On March 7th, as the first hints of spring sunshine filtered through the windows at MOME, we welcomed Réka Gerlits to lead the opening session of our Dance Hack-inspired workshop. As part of our semester-long Reflective Robotics course, this was already the students’ third class—but the first dedicated to movement, motion systems, and embodied experimentation. Réka, who is the Hungarian partner leader of the EU Dance Hack and an integral part of the Central Europe Dance Theatre (CEDT), brought her rich experience and deep familiarity with the methodology, which she learned from the TaikaBox team in Oulu and has been evolving ever since, most recently in Budapest.




Réka guided the students through a three-and-a-half-hour reconstruction of a Dance Hack residency day.
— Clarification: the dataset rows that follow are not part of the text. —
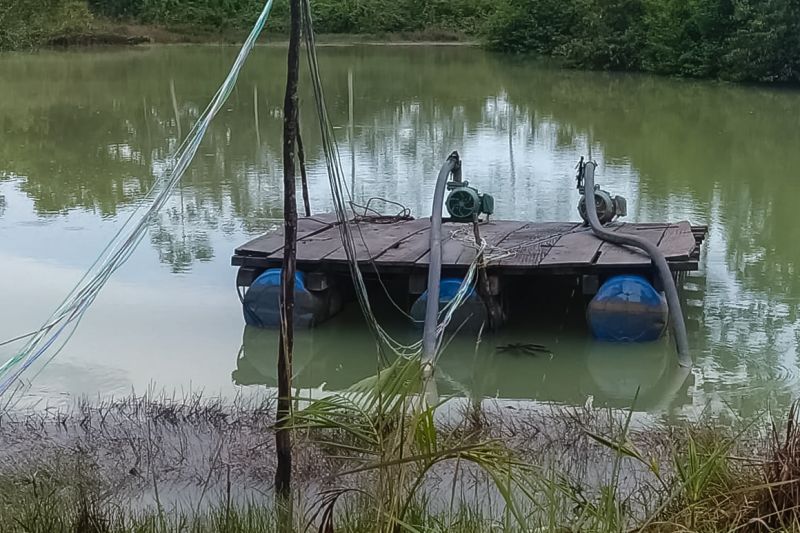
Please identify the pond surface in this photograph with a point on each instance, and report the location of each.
(83, 134)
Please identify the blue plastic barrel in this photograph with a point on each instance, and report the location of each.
(628, 309)
(470, 315)
(261, 306)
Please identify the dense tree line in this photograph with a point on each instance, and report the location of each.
(742, 40)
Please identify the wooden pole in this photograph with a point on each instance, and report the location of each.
(283, 442)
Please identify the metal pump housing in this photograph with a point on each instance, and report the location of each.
(465, 203)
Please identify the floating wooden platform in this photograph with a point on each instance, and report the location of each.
(529, 248)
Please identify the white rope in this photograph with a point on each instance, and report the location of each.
(48, 339)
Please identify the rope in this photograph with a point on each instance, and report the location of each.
(64, 321)
(343, 203)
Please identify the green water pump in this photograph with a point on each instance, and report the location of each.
(465, 203)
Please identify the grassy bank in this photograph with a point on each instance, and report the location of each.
(370, 465)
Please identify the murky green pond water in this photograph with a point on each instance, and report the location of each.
(84, 134)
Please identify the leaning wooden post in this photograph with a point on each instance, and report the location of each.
(283, 442)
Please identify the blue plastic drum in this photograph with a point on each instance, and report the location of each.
(261, 304)
(628, 309)
(471, 315)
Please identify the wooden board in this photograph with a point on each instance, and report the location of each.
(405, 244)
(272, 242)
(679, 241)
(492, 232)
(451, 248)
(533, 242)
(313, 248)
(372, 240)
(615, 255)
(578, 248)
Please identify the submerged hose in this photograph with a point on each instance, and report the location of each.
(660, 262)
(429, 335)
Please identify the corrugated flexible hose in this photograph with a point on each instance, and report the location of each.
(660, 262)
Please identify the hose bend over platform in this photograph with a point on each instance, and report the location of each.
(452, 165)
(660, 262)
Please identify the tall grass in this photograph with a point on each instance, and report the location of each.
(379, 458)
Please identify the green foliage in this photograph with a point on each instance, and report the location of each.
(742, 40)
(330, 16)
(31, 23)
(541, 26)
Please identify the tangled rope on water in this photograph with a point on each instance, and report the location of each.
(342, 200)
(51, 338)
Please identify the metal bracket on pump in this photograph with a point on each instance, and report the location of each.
(608, 207)
(465, 203)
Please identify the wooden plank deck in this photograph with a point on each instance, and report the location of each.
(520, 247)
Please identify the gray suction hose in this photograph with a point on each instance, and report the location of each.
(660, 262)
(453, 164)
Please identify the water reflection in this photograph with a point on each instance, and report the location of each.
(577, 372)
(84, 134)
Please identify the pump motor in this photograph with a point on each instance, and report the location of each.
(465, 203)
(608, 207)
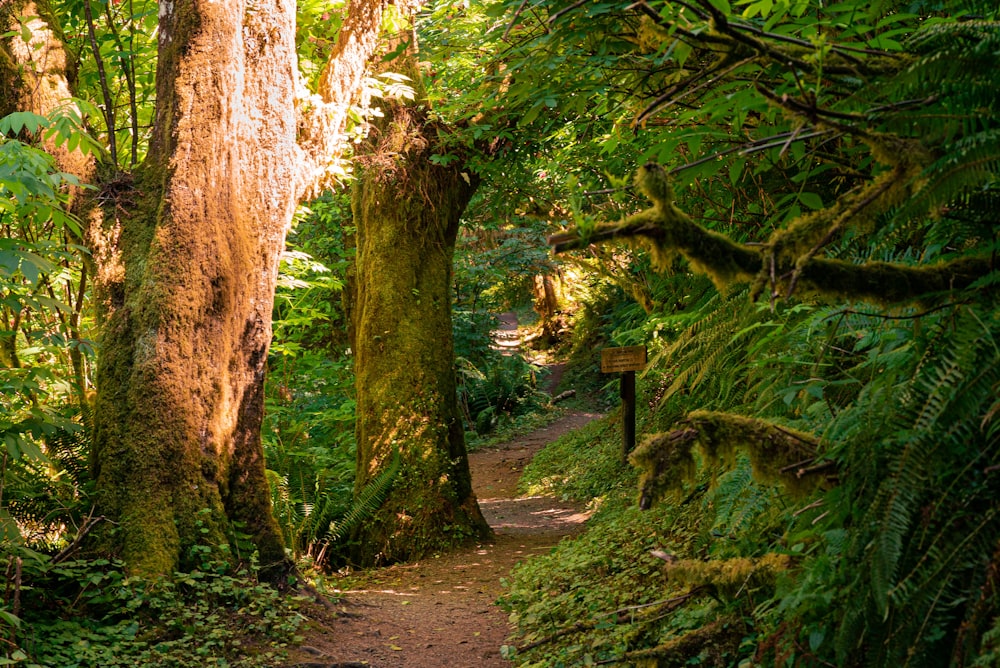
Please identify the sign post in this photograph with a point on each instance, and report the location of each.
(626, 361)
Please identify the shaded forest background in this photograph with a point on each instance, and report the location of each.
(792, 204)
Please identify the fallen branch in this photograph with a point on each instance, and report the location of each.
(621, 615)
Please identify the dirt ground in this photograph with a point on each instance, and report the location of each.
(440, 612)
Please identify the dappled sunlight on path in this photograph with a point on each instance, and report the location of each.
(440, 612)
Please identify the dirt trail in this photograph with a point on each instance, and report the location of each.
(440, 612)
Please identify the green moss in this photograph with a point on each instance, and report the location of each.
(667, 460)
(407, 212)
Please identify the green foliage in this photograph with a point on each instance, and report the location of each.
(90, 614)
(506, 387)
(583, 465)
(116, 48)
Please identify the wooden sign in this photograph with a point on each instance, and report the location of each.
(629, 358)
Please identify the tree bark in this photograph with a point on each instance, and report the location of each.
(187, 323)
(187, 256)
(407, 213)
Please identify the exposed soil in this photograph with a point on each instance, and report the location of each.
(440, 612)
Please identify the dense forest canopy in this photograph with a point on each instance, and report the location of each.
(792, 203)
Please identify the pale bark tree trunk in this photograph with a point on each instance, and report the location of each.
(407, 213)
(189, 263)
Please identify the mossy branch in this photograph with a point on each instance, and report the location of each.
(666, 231)
(629, 615)
(718, 640)
(778, 454)
(729, 577)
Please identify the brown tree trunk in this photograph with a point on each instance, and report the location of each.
(407, 213)
(187, 323)
(187, 256)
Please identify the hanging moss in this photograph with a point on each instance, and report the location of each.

The session unfolded in three parts—warm-up, cooperative work, and cool-down—and invited students to shift their focus from theoretical design into full-body exploration. Through rhythm games, partner work, and shared improvisation, participants connected with their own bodies, each other, and with a responsive projection that mirrored their movement. As Réka noted, at first, the relationship between movement and external material was logical and simple—but over time, it evolved into more layered, abstract interactions. A highlight was the cooperative segment using a painter’s foil as a shared object of play, metaphor, and choreography. We ended with the meditative “snail dance,” a gentle group improvisation that perfectly captured the sensitivity and awareness at the heart of the Dance Hack method.





Thanks to Réka’s engaging presence and to Borka Moravcsik (indirectly) the session marked a beautiful beginning to a more embodied exploration of somatic movements and design.